Ayako não é propriamente a testemunha de todos os eventos mostrados na narrativa, por isso não se trata sequer de um “olhar o Japão através dos olhos de Ayako”. Este é um retrato de um Japão dolorosamente saindo da derrota, da derrocada dos seus valores supostamente eternos, dos seus princípios estreitos de viver como acima do resto do mundo, para uma crueldade que se fez sentir na carne dos seus filhos. A acção começa em 1949 e terminará – através de vários saltos desiguais mas necessários – em 1972.
Publicado serialmente entre 1972 e 73, Ayako parece ser uma dessas obras do crescente interesse de Tezuka por temas mais adultos, a par e passo com Phoenix e Buddha, mais ou menos contemporâneos. Poder-se-á dizer que esta é uma ficção historiográfica, que tanto foca acontecimentos reais como ficcionais, como outros que parecem seguir à letra o preceito famoso de Eça de Queiroz, “Sob a nudez forte da verdade, o manto diáfano da fantasia”: mudam-se nomes de pessoas, de companhias, mas as pistas das suas relações com o real são apresentadas abertamente. O facto mais premente dessa apropriação foi a morte do presidente da companhia dos caminhos-de-ferro, o Sr. Shimoyama, em 1949, cujas circunstâncias jamais seriam resolvidas.
No entanto, esta não é uma obra que me tenha satisfeito como as anteriores citadas, mesmo tendo em conta que a sua satisfação não está relacionada com o seu género (pois Unico é infantil, e Atom juvenil, mas justos nos seus territórios respectivos). Por um lado, sinto alguma desproporção nas várias intervenções de um narrador extradiegético, que avança mesmo explicações ou notas relativas à realidade externa ao enredo, e o restante ritmo da obra, apresentado sob a forma de pequenos capítulos, nem sempre correspondentes a uma mesma divisão cronológica. O contraste é maior mesmo na forma como surge – uma mancha numa letragem mecânica em vinhetas esparsas – ou se cotejadas ao único momento em que Jiro Tengé ocupa essa função, na primeira refeição em família (vol. 1, pgs. 28-29).

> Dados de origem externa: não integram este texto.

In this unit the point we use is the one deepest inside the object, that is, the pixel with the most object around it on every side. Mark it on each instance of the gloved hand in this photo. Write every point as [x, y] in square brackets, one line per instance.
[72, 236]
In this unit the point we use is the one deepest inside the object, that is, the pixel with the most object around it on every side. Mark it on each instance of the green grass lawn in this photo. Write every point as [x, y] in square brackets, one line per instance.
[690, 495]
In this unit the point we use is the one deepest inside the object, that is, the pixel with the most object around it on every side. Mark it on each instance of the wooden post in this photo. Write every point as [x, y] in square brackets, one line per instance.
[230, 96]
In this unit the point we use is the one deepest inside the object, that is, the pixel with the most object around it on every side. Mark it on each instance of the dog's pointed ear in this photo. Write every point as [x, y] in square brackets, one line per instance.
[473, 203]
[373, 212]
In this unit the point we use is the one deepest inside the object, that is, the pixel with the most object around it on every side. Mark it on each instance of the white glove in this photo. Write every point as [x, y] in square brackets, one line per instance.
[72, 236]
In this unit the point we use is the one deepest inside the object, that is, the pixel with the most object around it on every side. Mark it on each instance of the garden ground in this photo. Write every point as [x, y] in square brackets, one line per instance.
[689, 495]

Mesmo em comparação com Barbara, também editada na mesma colecção, os desenhos, os cenários, a mise-en-page de Ayako parece-me ser mais fruto de trabalho de estúdio que de verve criativa. Em primeiro lugar, os desenhos que parecem ser ilustrações de notícias ou desenhos industriais, sempre que se citam acontecimentos não centrais ao enredo (p. ex., a segunda vinheta da pg. 72, vol. 1, ou a cena de batalha entre os yakuza na pg. 137, vol. 3); mesmo no tratamento dramático pretendido com o rosto de Jiro na pg. 121, vol. 1, surge menos como um contraste operativo do que uma infeliz mistura de estilos. Muitos dos cenários, inclusive paisagens, edifícios ou viaturas, parecem ser decalques de um qualquer catálogo de figuras pré-fabricadas e prontas a usar. Não digo que Tezuka jamais tenha recorrido às mesmas técnicas e ajudas noutras obras, mas há neste título uma mais débil dissimulação ou integração.

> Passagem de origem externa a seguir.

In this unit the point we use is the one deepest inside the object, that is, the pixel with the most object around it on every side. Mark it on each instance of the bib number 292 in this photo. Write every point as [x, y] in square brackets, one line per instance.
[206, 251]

Não que não surjam planos e estratégias formais relativamente surpreendentes. Não nos esqueçamos que Tezuka, não obstante trabalhar para um grande público, não abdicava de experimentar novas técnicas no que diz respeito à mangá. Vejam-se, por exemplo, a primeira vinheta da pg. 82 do primeiro volume, em que vemos as duas linhas (paralelas) do comboio e os círculos formados pela chuva num plongée a partir de um ápice em relação ao solo, mas os traços da mesma chuva e Jiro numa perspectiva diferente, formando assim uma composição inusitada (e que se repetirá aqui e ali). Ou a literalmente cena teatral em que apenas as personagens mudam e se confrontam, entram e saem, num cenário imóvel, entre as páginas 113 e 124 do vol. 3 (estratégia que não será minimamente reutilizada e por isso destoa com as restantes estratégias).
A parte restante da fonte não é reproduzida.